Van Hoof sees it as a reality that hybrid meetings require training. His company specializes in equipping meeting rooms, and he notes that training is a pain point. “Companies indicate that they want to provide the training themselves. In practice, we see that it often doesn’t happen.”

“Then people just stay behind their laptops during a meeting”, he observes. “The problem isn’t that the technology doesn’t work, but that people don’t know how to use the equipment. They don’t know the functionality. Once they do know how everything works, the meeting room is always fully booked, and people can’t do without it.”

Professional vs. Consumer Device

Willems also points out a lack of knowledge as an area for improvement. According to him, the problems start with the purchase of equipment. “The knowledge is lacking”, he suspects. “People don’t know the difference between consumer-grade devices and professional alternatives well enough.”

“All too often, you see meeting rooms with a commercial TV instead of a professional display. That professional device will immediately support a meeting well and, for example, switch to the correct input. Maybe it even has AI to create meeting transcripts and summaries. A consumer TV doesn’t have that, causing people to fiddle with the input and start hiding cables.”

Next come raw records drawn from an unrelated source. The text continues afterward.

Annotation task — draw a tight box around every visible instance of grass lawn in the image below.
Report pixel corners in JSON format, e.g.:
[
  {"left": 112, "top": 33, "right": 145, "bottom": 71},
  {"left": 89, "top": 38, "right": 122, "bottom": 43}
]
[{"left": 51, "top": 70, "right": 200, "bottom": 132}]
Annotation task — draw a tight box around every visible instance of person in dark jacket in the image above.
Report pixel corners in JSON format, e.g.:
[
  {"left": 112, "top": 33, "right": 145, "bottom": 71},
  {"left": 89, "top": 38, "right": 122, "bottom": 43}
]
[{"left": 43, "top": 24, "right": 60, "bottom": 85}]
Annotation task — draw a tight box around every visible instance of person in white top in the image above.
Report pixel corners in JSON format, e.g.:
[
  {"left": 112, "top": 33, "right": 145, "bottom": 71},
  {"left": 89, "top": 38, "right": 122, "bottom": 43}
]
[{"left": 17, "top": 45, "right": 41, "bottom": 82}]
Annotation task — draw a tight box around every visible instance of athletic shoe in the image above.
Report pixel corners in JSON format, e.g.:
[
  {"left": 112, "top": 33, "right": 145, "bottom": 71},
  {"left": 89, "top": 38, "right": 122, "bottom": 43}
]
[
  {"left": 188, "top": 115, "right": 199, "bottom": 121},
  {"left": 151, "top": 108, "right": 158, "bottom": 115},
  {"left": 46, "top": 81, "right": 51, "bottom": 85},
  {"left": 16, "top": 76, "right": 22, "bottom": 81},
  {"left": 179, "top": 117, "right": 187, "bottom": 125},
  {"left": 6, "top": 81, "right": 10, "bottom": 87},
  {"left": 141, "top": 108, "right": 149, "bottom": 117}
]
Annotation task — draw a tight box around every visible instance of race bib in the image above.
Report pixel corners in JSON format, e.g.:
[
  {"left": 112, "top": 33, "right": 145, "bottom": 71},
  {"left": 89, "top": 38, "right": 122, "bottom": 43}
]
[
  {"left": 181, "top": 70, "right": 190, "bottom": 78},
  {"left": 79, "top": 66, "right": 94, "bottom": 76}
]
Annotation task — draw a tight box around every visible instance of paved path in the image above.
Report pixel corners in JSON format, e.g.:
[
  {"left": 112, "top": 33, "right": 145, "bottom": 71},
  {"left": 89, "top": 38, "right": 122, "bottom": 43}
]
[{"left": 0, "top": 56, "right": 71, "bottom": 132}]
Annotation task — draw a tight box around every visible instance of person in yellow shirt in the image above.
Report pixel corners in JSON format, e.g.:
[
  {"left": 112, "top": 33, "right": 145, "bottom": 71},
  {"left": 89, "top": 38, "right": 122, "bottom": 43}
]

Properly equipping meeting rooms is about more than professional displays. The era of a handful of large meeting rooms has passed. Around the table, there’s consensus that a variety of meeting spaces is essential, including small rooms for meetings with a handful of people, or even individual video calls.

More than a Large Room

“There’s an increasing demand for small spaces and solo spaces”, says Van Hoof. This also impacts the setup. Callens: “You need to set up the space according to its intended use. In a small space, the needs are different than in a large space. A cable for a PC and a slightly larger screen is sometimes sufficient.”

“Every company is different”, Van Hoof notes. “Sometimes sitting together is important, in other cases employees prefer to be on their own. It’s therefore important to monitor the use of spaces and ask people why certain rooms are not used and others are.”

“Monitoring is very important”, Willems agrees. “Nobody has too many meeting rooms, yet booked spaces are often empty.” The role of software is important in this regard, as there are already many tools that monitor the utilization of spaces. Even parameters such as air quality can be monitored. This is important: nobody will book a room if it no longer contains fresh air after half an hour, even if all the available technology is top-notch.

Added Value

When the right meeting rooms are equipped with the right materials, they offer great added value. All experts around the table experience this. Moreover, the investment is worthwhile. Hybrid work is here to stay, so hybrid meetings are too. Situations where half of the participants sit next to each other in the office behind laptops with headsets, and the other half at home, make nobody happy.

Unadapted meeting rooms present another risk. Too often, the focus of hybrid meetings shifts to the people physically sitting together, and the remote participants do not feel equally involved. This also puts a brake on the productivity of a meeting and makes everything run more cumbersome and unpleasant.

De Vleeschouwer summarizes it well: “Lost time costs money.” It is therefore in everyone’s interest to invest in the right equipment for the right meeting rooms, tailored to the needs of each company. And those who do so should not stumble at the finish line: don’t forget the training, so people also know how to use all the equipment, even if it’s just one button.